See how metrics vary across groups
Crosstab reports let you slice data up along multiple dimensions, so you can perform fine-grained comparison across tenants, activity types, staff members, and properties.
Crosstab reports help you answer questions like:
- How long does it take different staff members to complete different types of work orders, such as hot/cold calls?
- Which properties are responsible for a disproportionate number of lighting requests?
- Which tenants require the most time logged on electrical issues?
What these seemingly unrelated questions have in common is that they require data to be grouped along two dimensions at once, such as staff member and work order type, or location and work order type, or tenant and work order type.
Crosstab report attributes
You can specify up to four attributes when creating a crosstab report.
The time period attribute determines the date range that the chart covers. The menu consists primarily of a set of rolling time periods that end on the present day and extend a certain amount of time into the past. For example, setting the time period to “Past two weeks” will create a report that extends from 14 days back to the present day.
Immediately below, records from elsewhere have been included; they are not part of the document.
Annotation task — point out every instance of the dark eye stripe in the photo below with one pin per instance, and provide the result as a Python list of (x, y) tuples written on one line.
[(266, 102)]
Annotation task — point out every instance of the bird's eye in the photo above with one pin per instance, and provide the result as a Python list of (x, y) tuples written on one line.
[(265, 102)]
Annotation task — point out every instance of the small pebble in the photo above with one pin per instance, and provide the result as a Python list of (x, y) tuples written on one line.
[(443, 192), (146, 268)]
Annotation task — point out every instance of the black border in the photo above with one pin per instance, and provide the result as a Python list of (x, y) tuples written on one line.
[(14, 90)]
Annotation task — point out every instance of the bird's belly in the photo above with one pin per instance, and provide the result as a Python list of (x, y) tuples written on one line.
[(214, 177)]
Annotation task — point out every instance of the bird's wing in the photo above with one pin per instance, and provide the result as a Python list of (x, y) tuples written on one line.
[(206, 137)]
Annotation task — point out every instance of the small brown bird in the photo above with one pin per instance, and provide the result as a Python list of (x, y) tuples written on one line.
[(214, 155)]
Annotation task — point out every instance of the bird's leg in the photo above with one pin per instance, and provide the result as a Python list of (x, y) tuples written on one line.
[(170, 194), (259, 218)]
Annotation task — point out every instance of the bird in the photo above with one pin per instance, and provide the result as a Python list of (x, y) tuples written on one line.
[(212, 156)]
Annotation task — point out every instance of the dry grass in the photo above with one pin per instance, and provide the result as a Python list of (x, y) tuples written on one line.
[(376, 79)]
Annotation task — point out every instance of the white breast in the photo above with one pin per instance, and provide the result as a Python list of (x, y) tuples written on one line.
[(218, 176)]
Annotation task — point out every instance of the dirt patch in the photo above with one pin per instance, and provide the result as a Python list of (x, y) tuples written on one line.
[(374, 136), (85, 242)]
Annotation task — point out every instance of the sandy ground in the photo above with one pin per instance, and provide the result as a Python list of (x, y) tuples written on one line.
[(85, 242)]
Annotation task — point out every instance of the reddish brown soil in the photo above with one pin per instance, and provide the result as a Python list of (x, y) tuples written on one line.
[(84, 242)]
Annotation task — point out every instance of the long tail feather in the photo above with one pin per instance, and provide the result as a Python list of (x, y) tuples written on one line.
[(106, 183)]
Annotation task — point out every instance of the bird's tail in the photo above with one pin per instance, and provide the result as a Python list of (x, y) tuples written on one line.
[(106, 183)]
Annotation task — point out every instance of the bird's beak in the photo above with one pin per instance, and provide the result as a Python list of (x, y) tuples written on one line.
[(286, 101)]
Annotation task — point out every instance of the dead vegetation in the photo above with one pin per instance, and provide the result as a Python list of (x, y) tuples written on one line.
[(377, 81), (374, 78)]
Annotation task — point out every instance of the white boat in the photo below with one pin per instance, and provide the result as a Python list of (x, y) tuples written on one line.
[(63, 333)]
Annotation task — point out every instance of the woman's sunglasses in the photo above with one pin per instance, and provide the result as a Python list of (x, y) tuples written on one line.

Rolling time periods are useful for creating saved reports that are always up to date with the most recent data. But if you are interested in looking at a fixed historical period, simply choose “Custom date range” and choose a specific start and end date.
The metric attribute allows you to choose the metric being tabulated. Currently there are four metrics you can report on:
- Request opened. The number of new requests opened in a given time period.
- Request closed. The number of requests closed in a given time period.
- Resolution time. The average amount of time between request creation and request close.
- Time logged. The amount of actual staff time spent on a request, as indicated in logged time records.
Choose a first category to group the data by. For example, if the metric you chose is “logged time,” then choosing “staff member” as the first grouping will show you the total amount of logged time for each staff member over the specified time period.
And group by
Choose a second category to group the data by. Continuing the previous example, if you choose activity type as a second grouping then you will see the total time logged by each staff member for each activity type over the specified time period.
Reading the crosstab chart
The crosstab report, pictured above, packs a lot of information into a single chart.
The primary grouping is shown along the y-axis of the chart. The metric being analyzed is shown along the x-axis. And the color of each data point on the plot represents the secondary grouping.
You can hover over any individual data point to see details.
The data points in each primary grouping is joined by a horizontal line that visually shows the complete range of values for that grouping. Each horizontal line is crossed by a vertical hash mark that shows the average value across all data points in that grouping.
Statistical significance in crosstab results
Tikkit’s crosstab reports are good at exposing variation across groups, but not all variation is meaningful. If Bob has responded to only one hot/cold call ever and Alice has also only responded to one over, it’s hard to compare their average time to resolution. One historical data point just isn’t enough to give an accurate read on how long it takes to perform an activity.
Tikkit addresses this by color-coding the groups that show meaningful variation from the norm. In technical terms, Tikkit highlights results that are statistically significant. These are the values that you can regard with confidence when trying to draw operational insights from the data. Other results may still be meaningful, but you should exercise caution when interpreting them — when more data comes in, the results might change.
Blue highlighting indicates above average results. Green highlighting indicates below average results.
As with all reports, you can download the data set underlying each crosstab report. The downloaded data set includes not just the crosstab data itself, but also supplementary information about the number of data instances underlying each data point and the statistical significance of any variation from the mean for each data point.
So, for example, if the report indicates that it takes Bob three hours to handle hot/cold calls, the download will also tell you that that figure is based on a historical record of 18 hot/cold calls, and whether that is enough data to indicate whether Bob is slow or fast.